The whole ceasefire may have broken down by the time you read this, but the Daily Telegraph reports that Moqtada al-Sadr - holed up in a religious shrine, surrounded by the world's most powerful army and abandoned by moderate Shi'ites - is trying to reach a face-saving deal to end his violent uprising:
The fiery radical at the heart of Iraq's Shia revolt sued for peace yesterday, buckling under the twin pressures of a massive build-up of American forces near his base and demands for moderation from the country's ayatollahs.
Moqtada al-Sadr, who raised the standard of anti-American revolt 12 days ago, sent out envoys from the holy city of Najaf carrying his peace terms. Barely 13 miles from his hideout, United States tanks and heavy artillery began to enforce an "exclusion zone", apparently a first step towards an assault.
[...]
Sources close to the cleric said he had dropped his demand that American forces pull back from Najaf and release prisoners before he would enter talks.

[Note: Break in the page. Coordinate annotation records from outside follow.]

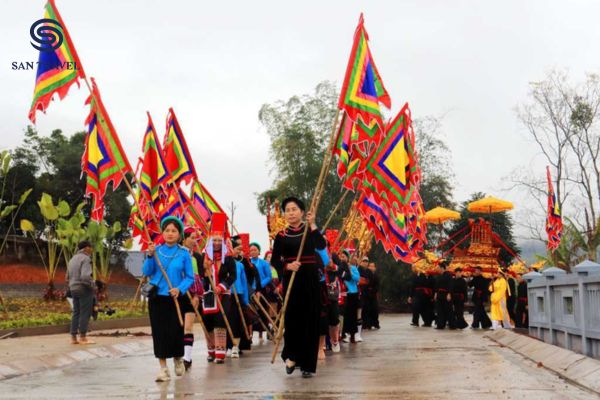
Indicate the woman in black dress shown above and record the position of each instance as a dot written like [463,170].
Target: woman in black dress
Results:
[301,335]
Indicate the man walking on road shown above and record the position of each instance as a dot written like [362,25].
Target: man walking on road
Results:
[81,285]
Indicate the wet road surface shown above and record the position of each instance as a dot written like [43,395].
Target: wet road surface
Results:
[398,361]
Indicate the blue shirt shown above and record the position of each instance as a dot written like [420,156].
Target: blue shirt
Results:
[177,263]
[241,283]
[264,271]
[352,284]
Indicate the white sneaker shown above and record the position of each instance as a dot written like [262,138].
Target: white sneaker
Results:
[179,367]
[163,375]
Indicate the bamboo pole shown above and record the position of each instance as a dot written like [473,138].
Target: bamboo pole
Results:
[313,208]
[335,209]
[266,328]
[220,305]
[198,315]
[136,295]
[3,306]
[242,318]
[137,204]
[261,308]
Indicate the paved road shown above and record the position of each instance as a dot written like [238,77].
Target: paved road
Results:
[399,361]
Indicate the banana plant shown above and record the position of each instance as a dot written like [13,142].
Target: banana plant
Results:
[51,214]
[8,209]
[102,238]
[70,232]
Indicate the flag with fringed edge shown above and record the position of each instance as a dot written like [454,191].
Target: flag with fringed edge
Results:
[203,201]
[554,218]
[154,175]
[176,154]
[54,75]
[363,89]
[103,160]
[392,172]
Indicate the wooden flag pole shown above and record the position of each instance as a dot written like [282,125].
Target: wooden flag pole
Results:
[137,204]
[335,209]
[198,315]
[220,305]
[242,318]
[4,306]
[260,321]
[261,308]
[137,293]
[313,208]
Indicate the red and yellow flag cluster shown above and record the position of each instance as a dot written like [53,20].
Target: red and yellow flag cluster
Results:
[379,159]
[163,173]
[554,218]
[162,169]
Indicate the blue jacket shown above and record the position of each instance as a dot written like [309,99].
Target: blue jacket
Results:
[325,258]
[177,263]
[352,284]
[264,271]
[241,283]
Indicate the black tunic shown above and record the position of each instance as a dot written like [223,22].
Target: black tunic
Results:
[480,286]
[301,335]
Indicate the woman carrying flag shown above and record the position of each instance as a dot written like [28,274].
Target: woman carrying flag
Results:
[167,332]
[301,334]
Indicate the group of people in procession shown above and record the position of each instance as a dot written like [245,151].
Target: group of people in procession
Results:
[441,299]
[333,297]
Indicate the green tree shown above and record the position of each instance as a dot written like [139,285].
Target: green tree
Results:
[52,165]
[502,225]
[299,129]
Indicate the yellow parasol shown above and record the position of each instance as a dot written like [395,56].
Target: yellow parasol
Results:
[489,205]
[439,215]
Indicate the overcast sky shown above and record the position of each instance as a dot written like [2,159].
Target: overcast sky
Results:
[216,63]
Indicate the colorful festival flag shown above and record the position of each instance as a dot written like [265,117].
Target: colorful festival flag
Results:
[154,175]
[355,143]
[554,219]
[57,69]
[363,88]
[204,202]
[103,160]
[392,172]
[140,218]
[176,154]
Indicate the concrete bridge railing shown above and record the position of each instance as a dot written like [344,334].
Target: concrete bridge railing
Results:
[564,308]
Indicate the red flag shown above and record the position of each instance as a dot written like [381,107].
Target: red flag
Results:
[177,156]
[363,89]
[554,218]
[103,160]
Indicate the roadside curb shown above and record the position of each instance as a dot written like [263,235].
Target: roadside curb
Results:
[26,366]
[573,367]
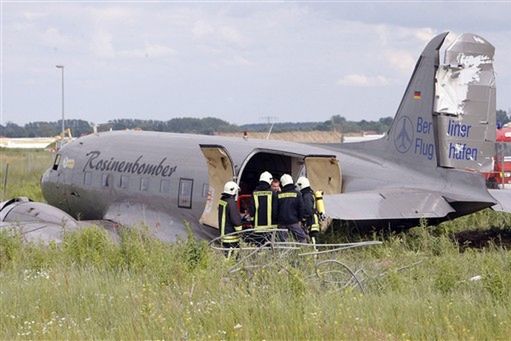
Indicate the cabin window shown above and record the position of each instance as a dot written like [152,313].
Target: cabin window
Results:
[106,180]
[205,190]
[56,162]
[184,198]
[87,178]
[124,182]
[165,186]
[144,184]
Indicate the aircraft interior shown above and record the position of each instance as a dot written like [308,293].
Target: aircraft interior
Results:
[276,164]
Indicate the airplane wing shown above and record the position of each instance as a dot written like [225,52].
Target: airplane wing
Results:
[503,197]
[36,221]
[386,204]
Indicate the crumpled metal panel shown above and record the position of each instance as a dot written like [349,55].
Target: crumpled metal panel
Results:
[465,105]
[386,204]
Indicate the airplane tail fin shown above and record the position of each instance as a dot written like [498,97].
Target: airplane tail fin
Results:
[447,115]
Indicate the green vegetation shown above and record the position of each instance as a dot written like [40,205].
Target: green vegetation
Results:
[420,284]
[24,170]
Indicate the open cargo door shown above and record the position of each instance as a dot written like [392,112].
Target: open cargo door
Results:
[324,173]
[220,170]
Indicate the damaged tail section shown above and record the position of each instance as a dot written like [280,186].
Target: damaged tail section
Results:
[465,104]
[447,115]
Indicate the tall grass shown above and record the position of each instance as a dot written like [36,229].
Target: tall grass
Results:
[24,170]
[91,287]
[418,285]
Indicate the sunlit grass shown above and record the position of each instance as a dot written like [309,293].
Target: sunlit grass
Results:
[418,285]
[24,169]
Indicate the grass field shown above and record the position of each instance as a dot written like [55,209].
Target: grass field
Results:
[418,285]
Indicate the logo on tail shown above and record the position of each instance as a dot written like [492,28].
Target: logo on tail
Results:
[404,136]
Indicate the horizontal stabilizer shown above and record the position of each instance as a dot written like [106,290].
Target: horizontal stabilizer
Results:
[386,204]
[503,197]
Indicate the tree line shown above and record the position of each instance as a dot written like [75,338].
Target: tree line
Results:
[207,126]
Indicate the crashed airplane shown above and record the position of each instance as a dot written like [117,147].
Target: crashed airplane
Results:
[425,167]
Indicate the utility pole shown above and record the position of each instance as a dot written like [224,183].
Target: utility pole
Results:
[63,126]
[271,121]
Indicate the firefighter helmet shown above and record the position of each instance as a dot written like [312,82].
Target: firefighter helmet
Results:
[286,179]
[231,188]
[302,183]
[266,177]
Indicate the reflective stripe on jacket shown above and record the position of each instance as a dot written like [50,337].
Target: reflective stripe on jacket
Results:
[263,207]
[229,219]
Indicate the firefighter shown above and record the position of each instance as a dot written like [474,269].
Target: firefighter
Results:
[229,219]
[263,209]
[310,213]
[291,209]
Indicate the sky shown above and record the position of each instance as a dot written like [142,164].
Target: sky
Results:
[240,62]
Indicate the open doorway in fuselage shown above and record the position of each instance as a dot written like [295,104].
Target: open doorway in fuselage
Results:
[276,163]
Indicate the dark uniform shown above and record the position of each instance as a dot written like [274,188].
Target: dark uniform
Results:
[310,214]
[229,221]
[291,212]
[264,209]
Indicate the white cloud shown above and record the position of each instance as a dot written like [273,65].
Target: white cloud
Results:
[363,80]
[33,15]
[121,13]
[149,51]
[201,28]
[53,37]
[401,60]
[425,34]
[231,35]
[101,45]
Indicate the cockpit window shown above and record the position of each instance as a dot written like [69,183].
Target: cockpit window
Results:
[56,162]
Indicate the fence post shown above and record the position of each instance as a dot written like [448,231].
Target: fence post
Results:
[5,179]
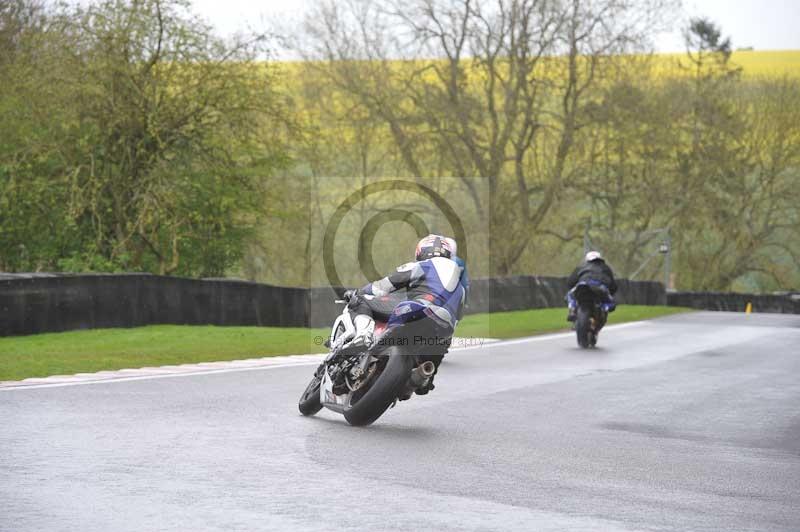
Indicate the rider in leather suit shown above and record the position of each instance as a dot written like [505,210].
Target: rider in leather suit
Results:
[434,290]
[593,268]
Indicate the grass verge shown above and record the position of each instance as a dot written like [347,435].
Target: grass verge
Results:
[71,352]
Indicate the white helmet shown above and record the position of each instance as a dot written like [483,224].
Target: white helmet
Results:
[434,246]
[453,245]
[593,255]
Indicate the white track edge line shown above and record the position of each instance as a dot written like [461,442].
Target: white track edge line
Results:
[82,381]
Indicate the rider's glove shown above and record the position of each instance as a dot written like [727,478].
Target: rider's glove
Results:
[349,294]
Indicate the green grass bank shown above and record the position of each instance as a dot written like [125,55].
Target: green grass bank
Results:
[157,345]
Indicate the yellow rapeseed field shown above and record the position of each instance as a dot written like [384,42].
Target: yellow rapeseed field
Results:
[766,63]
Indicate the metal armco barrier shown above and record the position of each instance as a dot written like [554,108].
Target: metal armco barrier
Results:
[781,304]
[34,303]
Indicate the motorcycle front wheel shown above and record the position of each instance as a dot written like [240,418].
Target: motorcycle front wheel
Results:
[583,324]
[363,408]
[309,402]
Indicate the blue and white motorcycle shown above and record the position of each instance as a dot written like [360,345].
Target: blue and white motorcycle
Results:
[363,384]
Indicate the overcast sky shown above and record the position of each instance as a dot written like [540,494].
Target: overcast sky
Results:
[762,24]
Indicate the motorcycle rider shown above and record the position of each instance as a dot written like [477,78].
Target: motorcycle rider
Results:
[593,268]
[435,291]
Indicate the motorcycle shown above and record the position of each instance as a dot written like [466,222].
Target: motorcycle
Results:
[594,302]
[363,384]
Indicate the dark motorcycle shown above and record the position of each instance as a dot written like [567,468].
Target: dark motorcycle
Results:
[362,385]
[594,302]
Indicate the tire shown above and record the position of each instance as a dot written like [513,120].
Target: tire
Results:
[384,391]
[309,402]
[582,326]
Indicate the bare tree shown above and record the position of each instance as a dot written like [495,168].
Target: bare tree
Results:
[489,89]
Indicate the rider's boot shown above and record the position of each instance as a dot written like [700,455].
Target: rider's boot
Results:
[365,331]
[572,315]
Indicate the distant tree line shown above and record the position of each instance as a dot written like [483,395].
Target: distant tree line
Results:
[134,139]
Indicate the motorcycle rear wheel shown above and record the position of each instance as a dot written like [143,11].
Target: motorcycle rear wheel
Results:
[388,385]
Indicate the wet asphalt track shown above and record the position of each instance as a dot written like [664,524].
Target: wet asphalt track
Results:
[685,423]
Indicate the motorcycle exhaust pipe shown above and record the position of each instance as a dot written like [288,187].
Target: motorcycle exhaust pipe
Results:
[422,373]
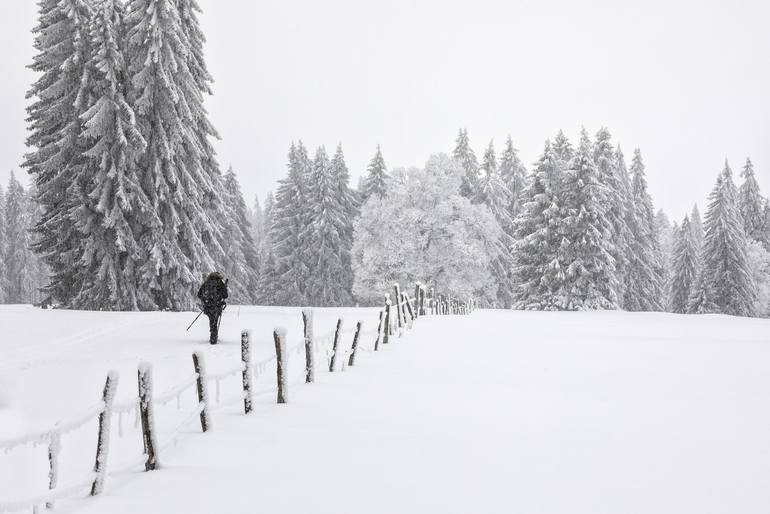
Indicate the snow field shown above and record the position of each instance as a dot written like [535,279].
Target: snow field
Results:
[593,412]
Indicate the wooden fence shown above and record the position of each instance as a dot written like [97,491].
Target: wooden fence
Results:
[407,310]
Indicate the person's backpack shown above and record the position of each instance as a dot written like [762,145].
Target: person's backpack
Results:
[211,295]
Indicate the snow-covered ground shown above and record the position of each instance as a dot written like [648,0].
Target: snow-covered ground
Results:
[600,412]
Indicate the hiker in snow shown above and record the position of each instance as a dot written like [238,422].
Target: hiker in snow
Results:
[212,294]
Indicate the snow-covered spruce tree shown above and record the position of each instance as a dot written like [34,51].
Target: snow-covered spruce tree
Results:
[424,230]
[59,95]
[111,194]
[537,273]
[467,159]
[725,278]
[18,261]
[684,267]
[376,180]
[616,202]
[751,205]
[759,264]
[242,264]
[289,220]
[644,277]
[180,236]
[325,237]
[514,176]
[697,229]
[3,243]
[349,204]
[563,149]
[586,248]
[493,193]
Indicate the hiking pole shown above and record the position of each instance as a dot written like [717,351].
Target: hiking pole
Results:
[219,323]
[196,319]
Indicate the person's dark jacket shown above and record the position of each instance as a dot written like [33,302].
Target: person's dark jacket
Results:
[213,292]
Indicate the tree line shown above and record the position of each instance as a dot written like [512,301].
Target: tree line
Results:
[130,206]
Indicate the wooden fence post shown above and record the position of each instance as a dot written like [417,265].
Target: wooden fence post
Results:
[202,387]
[147,415]
[53,465]
[355,345]
[379,332]
[281,363]
[408,307]
[335,346]
[307,324]
[386,332]
[246,372]
[397,290]
[103,439]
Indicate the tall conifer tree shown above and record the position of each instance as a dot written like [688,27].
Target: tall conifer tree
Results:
[724,282]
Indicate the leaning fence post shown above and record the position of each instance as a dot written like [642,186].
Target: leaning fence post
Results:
[333,360]
[146,413]
[379,332]
[103,439]
[417,300]
[386,332]
[408,307]
[397,289]
[246,372]
[307,324]
[54,445]
[281,363]
[202,387]
[352,358]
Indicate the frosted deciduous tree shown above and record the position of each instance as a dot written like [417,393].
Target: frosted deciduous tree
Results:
[644,289]
[725,281]
[424,230]
[467,159]
[376,180]
[684,267]
[586,248]
[751,205]
[537,272]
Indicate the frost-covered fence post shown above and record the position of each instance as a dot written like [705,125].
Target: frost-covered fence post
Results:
[386,332]
[146,413]
[307,323]
[54,445]
[246,373]
[352,358]
[379,332]
[281,363]
[103,439]
[397,290]
[333,360]
[408,307]
[202,387]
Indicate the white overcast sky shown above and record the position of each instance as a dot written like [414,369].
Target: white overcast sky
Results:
[687,81]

Haider Aziz, one of Sadr's translators, disclosed the radical leader's peace terms: "He does not want to be attacked, he wants his personal safety and he wants coalition forces to withdraw from Najaf."
If an agreement is reached, an American-led assault on a city sacred to the Shia strand of Islam will have been averted and Washington may well claim a triumph for its unbending policy since the fighting began. A nationwide Shia revolt will have been avoided and Iraq will step back from the brink of collapse, at least for the present.
Ideally, the Americans should not be negotiating with this man. Realistically, considering what's been happening in Iraq these past few weeks, they may have little choice.